We are using 4TB thin provisioned LUNs on our netapp. I have a 4TB datastore mapped to this lun (snapshots/reserve are turned off on the netapp side).
I am testing space reclamation with the esxcli storage vmfs unmap command. I filled the datastore to about 95% full, so around 3.8TB. I then deleted half of everything, and the datastore in ESXi now shows 2TB free. So, I run the esxcli unmap command, and it recovers only about 100GB of space.
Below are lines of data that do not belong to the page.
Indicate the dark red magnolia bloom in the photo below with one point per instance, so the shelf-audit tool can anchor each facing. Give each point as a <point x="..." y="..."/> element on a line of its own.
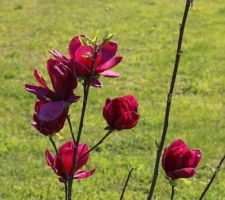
<point x="49" y="117"/>
<point x="63" y="79"/>
<point x="63" y="167"/>
<point x="121" y="113"/>
<point x="81" y="58"/>
<point x="179" y="161"/>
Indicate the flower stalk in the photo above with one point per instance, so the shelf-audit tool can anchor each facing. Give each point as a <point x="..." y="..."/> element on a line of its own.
<point x="169" y="100"/>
If I run it again, it'll recover another 70GB. If I run it again it'll reclaim another 70GB. Etc and so on.
So my question is, why is the unmap not reclaiming the full 2TB of space I freed up, and I need to keep running the unmap command over and over and over?
maybe due to some failed unmount iterations ...can you please look to ESXTOP to device view (u) with "ao" filed's enabled.
Then check what values are in columns:
DELETE - total sum of successful unmap iterations
DELETE_F - unsuccessful UNMAP operations
MBDEL/s - MB deleted per second
In addition please post info about affected VMFS volume:
# vmkfstools -Ph -v 1 /vmfs/volumes/<volume label>
Message was edited by: vNEX
Did you run the command with default values for e.g. --reclaim-unit=xxx
Please see http://kb.vmware.com/kb/2057513 for details about command line options, and check what's supported/recommended by your storage vendor.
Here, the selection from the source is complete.